Aktivierung und Deaktivierung

Plugins lassen sich einzeln aktivieren oder deaktivieren. Ein deaktiviertes Plugin erscheint nicht im Plus-Menü auf dem Board und kann keine Datenabrufe mehr machen. Das ist nützlich, wenn ein Plugin vorübergehend Probleme hat oder seine Quelle nicht verfügbar ist — Sie können es ausschalten, ohne es zu deinstallieren.

API-Keys absichern

Viele Plugins brauchen API-Schlüssel für externe Dienste. Diese Schlüssel werden verschlüsselt in der SpectralQ-Datenbank abgelegt. Im Plugin-Management erscheinen sie nur als Platzhalter („•••"). Nur beim expliziten Ändern werden sie neu eingegeben und gespeichert.
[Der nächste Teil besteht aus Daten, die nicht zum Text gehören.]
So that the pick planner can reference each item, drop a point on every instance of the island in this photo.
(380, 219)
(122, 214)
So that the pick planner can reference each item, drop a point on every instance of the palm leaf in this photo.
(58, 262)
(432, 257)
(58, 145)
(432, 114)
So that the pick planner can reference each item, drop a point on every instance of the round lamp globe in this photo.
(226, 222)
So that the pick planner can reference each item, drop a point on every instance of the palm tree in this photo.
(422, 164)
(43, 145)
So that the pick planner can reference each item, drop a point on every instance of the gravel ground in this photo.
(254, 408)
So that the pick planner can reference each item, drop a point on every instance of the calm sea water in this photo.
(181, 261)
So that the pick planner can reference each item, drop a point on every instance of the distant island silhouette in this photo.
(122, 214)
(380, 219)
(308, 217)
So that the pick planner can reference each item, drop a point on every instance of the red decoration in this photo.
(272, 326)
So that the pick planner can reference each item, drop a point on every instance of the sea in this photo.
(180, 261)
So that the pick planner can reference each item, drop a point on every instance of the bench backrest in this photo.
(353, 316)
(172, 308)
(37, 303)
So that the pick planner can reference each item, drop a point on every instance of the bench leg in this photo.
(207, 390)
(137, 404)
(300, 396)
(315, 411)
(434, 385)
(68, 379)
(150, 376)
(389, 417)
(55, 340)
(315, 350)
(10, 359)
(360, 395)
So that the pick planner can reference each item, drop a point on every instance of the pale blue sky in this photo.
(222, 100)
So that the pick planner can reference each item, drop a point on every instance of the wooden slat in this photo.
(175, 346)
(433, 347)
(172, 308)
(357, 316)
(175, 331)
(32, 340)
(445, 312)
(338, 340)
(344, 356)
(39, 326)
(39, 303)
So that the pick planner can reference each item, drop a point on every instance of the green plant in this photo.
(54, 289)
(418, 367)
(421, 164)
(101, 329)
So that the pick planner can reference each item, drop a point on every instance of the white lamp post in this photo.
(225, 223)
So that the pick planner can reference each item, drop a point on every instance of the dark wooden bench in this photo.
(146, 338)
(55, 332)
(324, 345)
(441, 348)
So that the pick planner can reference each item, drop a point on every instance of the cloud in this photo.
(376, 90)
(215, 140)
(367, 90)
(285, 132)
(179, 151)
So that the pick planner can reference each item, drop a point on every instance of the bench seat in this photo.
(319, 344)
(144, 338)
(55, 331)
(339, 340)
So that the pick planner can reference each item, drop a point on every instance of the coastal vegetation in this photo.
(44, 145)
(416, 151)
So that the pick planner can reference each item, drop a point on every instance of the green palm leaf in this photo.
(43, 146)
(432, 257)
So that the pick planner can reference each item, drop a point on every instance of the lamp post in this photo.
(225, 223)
Hinweis — API-Key-Sicherheit ist kein Gimmick. Wer API-Schlüssel für kostenpflichtige Dienste verliert, zahlt unter Umständen erhebliche Rechnungen für fremde Nutzung. Nutzen Sie wann immer möglich API-Schlüssel mit eingeschränkten Rechten — etwa nur Lesezugriff, nur bestimmte IP-Ranges, nur bestimmte Endpunkte.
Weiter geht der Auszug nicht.